Based on the data and experimental results shown above, the XGBoost model outperforms other models in all performance metrics. Specifically, the XGBoost model achieved the best results in R2, MSE, MAE, and MAPE, with an R2 value of 0.913109, indicating a good fit. Additionally, XGBoost’s MSE is 2.161113, MAE is 1.352917, and MAPE is 4.426169, demonstrating its clear advantage in prediction accuracy. In comparison, other models, such as Decision Tree (DT) and Random Forest (RF), although providing relatively high prediction accuracy, still fall behind XGBoost in key metrics. Particularly, the Decision Tree model has an MSE of 6.012483 and an MAE of 2.256667, indicating a relatively higher prediction error. The Support Vector Machine (SVM) shows some advantage in handling nonlinear relationships, with an MAE of 1.660417, slightly higher than XGBoost. However, in terms of MSE and MAPE, it still lags behind XGBoost, revealing its limitations in overall predictive capability.

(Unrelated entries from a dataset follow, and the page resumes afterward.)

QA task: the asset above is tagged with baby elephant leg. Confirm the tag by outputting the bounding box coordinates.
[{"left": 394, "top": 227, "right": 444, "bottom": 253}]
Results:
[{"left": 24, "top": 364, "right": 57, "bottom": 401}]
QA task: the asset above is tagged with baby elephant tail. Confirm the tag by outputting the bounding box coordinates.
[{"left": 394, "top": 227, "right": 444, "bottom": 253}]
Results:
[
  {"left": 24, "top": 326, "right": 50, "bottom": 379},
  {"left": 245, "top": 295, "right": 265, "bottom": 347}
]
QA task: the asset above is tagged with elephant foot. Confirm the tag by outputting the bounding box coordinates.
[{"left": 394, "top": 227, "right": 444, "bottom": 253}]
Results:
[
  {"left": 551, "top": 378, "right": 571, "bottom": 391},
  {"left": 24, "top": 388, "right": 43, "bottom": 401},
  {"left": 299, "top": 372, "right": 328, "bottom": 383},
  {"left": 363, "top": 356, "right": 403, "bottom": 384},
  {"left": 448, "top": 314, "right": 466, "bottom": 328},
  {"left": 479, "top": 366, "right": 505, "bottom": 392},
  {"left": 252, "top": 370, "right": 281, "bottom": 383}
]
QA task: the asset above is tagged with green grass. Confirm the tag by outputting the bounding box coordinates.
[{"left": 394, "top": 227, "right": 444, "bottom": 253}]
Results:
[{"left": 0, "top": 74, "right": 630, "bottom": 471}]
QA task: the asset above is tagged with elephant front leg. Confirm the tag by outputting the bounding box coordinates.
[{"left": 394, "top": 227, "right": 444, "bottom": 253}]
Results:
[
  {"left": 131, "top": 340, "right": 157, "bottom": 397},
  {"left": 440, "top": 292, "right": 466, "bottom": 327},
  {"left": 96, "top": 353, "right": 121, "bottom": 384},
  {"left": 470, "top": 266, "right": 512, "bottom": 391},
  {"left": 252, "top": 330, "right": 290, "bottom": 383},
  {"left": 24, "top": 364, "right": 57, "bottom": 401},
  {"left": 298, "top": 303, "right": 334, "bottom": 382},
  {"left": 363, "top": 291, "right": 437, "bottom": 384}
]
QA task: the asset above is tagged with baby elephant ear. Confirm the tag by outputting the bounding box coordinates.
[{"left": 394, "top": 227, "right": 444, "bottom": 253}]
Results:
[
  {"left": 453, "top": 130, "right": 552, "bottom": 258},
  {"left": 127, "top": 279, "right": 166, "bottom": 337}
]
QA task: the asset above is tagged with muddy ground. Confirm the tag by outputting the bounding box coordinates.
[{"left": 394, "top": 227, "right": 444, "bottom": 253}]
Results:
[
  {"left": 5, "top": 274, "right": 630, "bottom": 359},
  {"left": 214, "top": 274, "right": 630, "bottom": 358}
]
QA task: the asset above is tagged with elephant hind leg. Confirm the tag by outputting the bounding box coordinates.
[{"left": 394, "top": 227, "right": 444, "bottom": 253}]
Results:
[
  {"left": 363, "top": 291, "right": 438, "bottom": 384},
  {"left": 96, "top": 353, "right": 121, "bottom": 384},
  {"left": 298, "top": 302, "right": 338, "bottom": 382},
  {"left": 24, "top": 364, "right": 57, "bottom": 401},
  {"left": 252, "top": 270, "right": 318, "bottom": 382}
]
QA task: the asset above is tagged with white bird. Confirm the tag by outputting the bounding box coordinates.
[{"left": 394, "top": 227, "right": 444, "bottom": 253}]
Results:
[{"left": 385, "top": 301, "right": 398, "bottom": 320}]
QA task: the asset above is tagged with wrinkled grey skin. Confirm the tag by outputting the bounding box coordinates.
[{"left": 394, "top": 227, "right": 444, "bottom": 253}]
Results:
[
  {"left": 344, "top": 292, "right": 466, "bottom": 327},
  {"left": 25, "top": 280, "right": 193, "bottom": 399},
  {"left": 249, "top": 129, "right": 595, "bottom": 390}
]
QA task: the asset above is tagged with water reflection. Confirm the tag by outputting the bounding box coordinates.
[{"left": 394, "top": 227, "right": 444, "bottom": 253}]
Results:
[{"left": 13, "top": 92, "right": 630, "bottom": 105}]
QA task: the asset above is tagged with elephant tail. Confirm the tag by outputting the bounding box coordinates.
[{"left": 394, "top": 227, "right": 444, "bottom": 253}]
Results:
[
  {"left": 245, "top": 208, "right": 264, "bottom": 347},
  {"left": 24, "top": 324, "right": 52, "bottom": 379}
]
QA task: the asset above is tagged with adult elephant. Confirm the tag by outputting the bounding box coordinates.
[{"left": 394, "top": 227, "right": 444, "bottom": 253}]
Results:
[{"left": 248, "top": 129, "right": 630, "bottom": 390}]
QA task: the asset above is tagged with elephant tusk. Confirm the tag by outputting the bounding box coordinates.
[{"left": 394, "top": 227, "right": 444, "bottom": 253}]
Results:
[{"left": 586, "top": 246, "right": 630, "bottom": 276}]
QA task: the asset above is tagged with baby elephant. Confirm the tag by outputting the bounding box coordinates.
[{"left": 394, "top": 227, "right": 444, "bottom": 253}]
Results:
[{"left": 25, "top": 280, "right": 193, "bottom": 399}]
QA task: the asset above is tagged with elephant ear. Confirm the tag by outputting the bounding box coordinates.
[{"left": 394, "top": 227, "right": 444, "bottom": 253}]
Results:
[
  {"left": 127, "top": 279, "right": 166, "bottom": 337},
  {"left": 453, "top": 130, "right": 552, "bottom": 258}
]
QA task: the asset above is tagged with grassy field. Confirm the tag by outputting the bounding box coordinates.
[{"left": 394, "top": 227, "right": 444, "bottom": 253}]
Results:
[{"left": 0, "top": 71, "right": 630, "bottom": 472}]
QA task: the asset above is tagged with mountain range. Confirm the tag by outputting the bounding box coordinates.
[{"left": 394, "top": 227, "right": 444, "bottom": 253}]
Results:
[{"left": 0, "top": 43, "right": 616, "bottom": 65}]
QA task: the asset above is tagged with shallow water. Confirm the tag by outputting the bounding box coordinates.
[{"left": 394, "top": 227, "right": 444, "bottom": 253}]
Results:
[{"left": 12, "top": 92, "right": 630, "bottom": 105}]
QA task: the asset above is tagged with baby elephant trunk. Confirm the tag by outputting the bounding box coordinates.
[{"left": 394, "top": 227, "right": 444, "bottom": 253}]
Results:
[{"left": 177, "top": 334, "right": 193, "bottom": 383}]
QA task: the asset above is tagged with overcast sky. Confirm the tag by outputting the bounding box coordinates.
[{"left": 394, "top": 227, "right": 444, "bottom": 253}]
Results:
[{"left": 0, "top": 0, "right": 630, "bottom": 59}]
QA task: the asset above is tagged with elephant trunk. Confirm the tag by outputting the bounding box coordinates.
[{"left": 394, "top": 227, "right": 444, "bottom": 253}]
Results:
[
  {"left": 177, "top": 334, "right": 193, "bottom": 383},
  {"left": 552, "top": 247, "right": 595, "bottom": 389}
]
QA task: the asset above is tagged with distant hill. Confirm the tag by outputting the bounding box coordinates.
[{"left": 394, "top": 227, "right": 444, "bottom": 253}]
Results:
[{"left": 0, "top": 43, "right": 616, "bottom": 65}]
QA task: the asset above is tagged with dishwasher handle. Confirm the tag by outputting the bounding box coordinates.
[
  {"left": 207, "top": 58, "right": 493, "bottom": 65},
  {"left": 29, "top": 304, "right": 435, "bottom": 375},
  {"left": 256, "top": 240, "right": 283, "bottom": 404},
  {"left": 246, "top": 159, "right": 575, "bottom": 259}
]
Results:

The XGBoost model, leveraging the benefits of ensemble learning and gradient boosting, effectively captures nonlinear relationships in complex data, outperforming other models across all performance metrics. This is especially evident in predicting the performance of Fiber Reinforced Recycled Aggregate Concrete, a complex task. Therefore, the XGBoost model can be considered the best choice for this type of prediction task, as it exhibits greater robustness and generalization ability.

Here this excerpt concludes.